🚀 MixQG (Large-sized Model)
MixQG is a novel question generation model pre - trained on a diverse collection of QA datasets with mixed answer types, offering enhanced performance in question generation tasks.
🚀 Quick Start
MixQG is a new question generation model pre - trained on a collection of QA datasets with a mix of answer types. It was introduced in the paper MixQG: Neural Question Generation with Mixed Answer Types and the associated code is released in this repository.
💻 Usage Examples
Basic Usage
Using Huggingface pipeline abstraction:
from transformers import pipeline
nlp = pipeline("text2text-generation", model='Salesforce/mixqg-large', tokenizer='Salesforce/mixqg-large')

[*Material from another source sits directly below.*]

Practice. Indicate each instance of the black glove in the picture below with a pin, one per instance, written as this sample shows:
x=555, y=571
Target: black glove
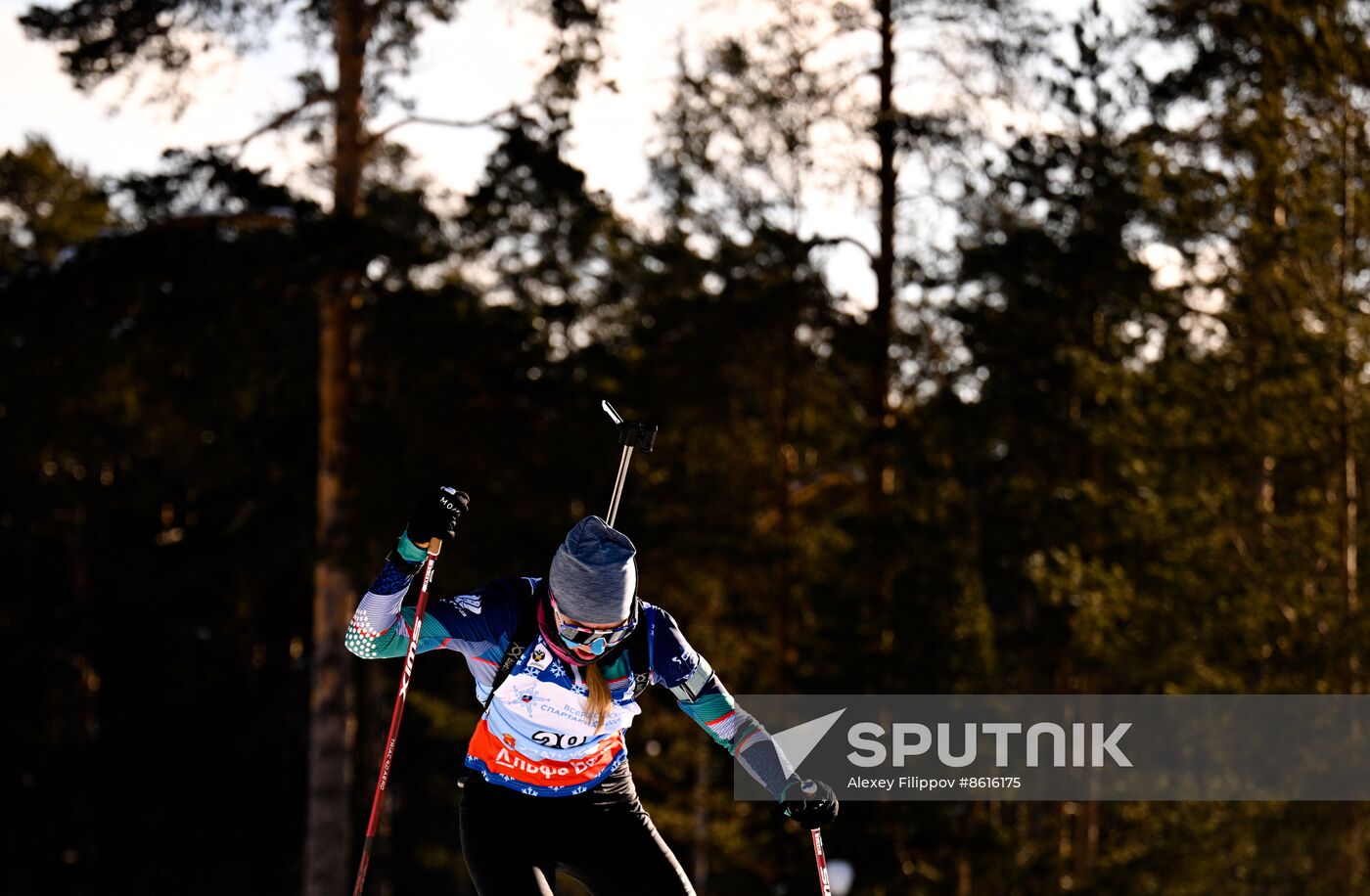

CONTEXT = "In the late 17th century, Robert Boyle proved that air is necessary for combustion."
ANSWER = "Robert Boyle"
def format_inputs(context: str, answer: str):
return f"{answer} \\n {context}"
text = format_inputs(CONTEXT, ANSWER)
nlp(text)
Advanced Usage
Using the pre - trained model directly:
from transformers import AutoTokenizer, AutoModelForSeq2SeqLM
tokenizer = AutoTokenizer.from_pretrained('Salesforce/mixqg-large')
model = AutoModelForSeq2SeqLM.from_pretrained('Salesforce/mixqg-large')

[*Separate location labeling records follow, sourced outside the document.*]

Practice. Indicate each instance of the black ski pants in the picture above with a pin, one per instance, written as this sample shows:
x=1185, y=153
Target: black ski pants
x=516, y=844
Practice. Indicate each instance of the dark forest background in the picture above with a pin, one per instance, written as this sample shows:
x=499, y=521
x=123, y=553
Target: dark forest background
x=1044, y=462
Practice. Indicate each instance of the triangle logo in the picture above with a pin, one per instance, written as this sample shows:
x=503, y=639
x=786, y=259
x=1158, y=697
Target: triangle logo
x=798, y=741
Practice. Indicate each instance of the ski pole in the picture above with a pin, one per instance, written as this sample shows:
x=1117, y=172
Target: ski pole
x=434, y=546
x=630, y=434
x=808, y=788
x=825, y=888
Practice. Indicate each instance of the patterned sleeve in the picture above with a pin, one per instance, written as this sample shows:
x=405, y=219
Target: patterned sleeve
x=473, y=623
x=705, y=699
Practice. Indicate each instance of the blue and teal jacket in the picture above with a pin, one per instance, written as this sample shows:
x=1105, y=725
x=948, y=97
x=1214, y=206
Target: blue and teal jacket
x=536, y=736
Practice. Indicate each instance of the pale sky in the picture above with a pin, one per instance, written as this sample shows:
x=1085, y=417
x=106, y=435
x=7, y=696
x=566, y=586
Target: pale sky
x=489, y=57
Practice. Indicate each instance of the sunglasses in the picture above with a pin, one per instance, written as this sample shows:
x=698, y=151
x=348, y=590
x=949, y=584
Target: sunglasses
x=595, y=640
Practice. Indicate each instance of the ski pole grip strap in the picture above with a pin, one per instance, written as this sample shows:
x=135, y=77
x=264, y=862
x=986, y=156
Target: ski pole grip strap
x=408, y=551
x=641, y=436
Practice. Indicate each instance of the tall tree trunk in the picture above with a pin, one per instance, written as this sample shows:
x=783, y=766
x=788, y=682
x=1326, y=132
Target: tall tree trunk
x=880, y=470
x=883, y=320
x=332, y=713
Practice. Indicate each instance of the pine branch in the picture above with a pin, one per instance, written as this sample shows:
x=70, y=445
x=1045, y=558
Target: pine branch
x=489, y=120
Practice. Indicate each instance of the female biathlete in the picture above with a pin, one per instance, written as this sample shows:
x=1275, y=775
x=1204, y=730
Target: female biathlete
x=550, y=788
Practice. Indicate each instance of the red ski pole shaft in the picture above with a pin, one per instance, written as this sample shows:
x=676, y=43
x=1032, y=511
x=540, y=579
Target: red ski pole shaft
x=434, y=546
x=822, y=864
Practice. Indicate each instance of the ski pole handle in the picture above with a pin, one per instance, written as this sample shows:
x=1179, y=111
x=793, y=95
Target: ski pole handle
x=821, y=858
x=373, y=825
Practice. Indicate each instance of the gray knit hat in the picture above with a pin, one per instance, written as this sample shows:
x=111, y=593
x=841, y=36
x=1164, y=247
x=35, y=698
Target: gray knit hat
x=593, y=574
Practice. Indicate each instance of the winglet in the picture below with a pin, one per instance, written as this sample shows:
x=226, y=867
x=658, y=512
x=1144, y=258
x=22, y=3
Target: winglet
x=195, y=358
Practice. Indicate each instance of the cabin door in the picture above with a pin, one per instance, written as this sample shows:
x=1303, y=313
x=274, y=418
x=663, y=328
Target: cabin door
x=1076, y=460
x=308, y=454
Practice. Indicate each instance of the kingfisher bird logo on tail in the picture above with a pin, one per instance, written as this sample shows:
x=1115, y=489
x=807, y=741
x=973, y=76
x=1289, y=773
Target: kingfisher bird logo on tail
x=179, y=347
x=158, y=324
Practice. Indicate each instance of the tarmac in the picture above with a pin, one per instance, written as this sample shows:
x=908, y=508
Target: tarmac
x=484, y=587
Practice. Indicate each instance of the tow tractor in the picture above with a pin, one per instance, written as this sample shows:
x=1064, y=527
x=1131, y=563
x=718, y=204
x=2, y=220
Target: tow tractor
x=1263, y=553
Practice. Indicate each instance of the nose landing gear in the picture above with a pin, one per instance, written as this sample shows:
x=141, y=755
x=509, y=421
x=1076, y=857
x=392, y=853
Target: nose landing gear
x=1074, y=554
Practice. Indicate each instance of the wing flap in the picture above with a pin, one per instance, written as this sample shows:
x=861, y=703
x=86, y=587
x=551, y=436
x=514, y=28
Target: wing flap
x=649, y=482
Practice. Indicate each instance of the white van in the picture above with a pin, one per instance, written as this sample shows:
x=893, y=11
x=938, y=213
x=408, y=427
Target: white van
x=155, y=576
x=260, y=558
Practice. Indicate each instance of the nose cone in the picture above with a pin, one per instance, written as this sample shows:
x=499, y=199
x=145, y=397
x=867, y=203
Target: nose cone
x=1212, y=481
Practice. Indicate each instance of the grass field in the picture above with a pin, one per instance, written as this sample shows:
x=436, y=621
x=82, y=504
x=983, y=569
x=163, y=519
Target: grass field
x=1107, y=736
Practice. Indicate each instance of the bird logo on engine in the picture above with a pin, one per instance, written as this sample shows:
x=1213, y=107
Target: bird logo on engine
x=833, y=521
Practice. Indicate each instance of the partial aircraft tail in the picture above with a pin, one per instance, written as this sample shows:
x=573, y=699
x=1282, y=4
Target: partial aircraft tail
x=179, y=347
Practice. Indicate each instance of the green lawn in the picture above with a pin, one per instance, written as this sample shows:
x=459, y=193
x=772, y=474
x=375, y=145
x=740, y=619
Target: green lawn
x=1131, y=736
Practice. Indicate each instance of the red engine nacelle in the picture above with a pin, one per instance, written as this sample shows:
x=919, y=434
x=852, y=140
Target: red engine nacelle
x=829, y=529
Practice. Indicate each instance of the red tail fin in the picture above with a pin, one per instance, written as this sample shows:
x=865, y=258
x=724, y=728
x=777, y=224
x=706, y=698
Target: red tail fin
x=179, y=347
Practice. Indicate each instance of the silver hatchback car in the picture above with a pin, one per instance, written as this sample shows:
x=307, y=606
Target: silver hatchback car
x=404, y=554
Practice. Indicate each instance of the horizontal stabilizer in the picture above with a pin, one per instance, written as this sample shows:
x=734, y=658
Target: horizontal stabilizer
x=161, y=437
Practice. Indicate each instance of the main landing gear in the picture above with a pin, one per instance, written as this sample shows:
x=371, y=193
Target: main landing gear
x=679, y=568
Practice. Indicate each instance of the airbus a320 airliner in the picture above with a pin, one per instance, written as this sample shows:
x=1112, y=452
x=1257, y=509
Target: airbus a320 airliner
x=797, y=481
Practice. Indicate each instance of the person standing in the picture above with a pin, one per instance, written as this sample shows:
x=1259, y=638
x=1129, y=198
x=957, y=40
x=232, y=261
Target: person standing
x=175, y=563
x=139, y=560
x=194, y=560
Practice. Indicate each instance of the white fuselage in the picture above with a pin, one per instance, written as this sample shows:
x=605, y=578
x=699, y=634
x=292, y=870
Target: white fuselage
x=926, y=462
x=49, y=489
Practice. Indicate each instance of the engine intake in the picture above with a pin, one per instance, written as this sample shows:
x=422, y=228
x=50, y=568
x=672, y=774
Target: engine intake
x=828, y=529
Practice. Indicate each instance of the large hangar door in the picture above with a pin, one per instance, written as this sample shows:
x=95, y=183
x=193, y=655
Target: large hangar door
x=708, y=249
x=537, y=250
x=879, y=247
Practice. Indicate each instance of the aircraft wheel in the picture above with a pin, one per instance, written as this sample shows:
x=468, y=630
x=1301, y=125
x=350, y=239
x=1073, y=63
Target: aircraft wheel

CONTEXT = "In the late 17th century, Robert Boyle proved that air is necessary for combustion."
ANSWER = "Robert Boyle"
def format_inputs(context: str, answer: str):
return f"{answer} \\n {context}"
text = format_inputs(CONTEXT, ANSWER)
input_ids = tokenizer(text, return_tensors="pt").input_ids
generated_ids = model.generate(input_ids, max_length=32, num_beams=4)
output = tokenizer.batch_decode(generated_ids, skip_special_tokens=True)
print(output)
📚 Documentation
Citation
@misc{murakhovska2021mixqg,
title={MixQG: Neural Question Generation with Mixed Answer Types},
author={Lidiya Murakhovs'ka and Chien-Sheng Wu and Tong Niu and Wenhao Liu and Caiming Xiong},
year={2021},
eprint={2110.08175},
archivePrefix={arXiv},
primaryClass={cs.CL}
}
🔧 Technical Details
Ethical Considerations
This release is for research purposes only in support of an academic paper. Our models, datasets, and code are not specifically designed or evaluated for all downstream purposes. We strongly recommend users evaluate and address potential concerns related to accuracy, safety, and fairness before deploying this model. We encourage users to consider the common limitations of AI, comply with applicable laws, and leverage best practices when selecting use cases, particularly for high - risk scenarios where errors or misuse could significantly impact people’s lives, rights, or safety. For further guidance on use cases, refer to our AUP and AI AUP.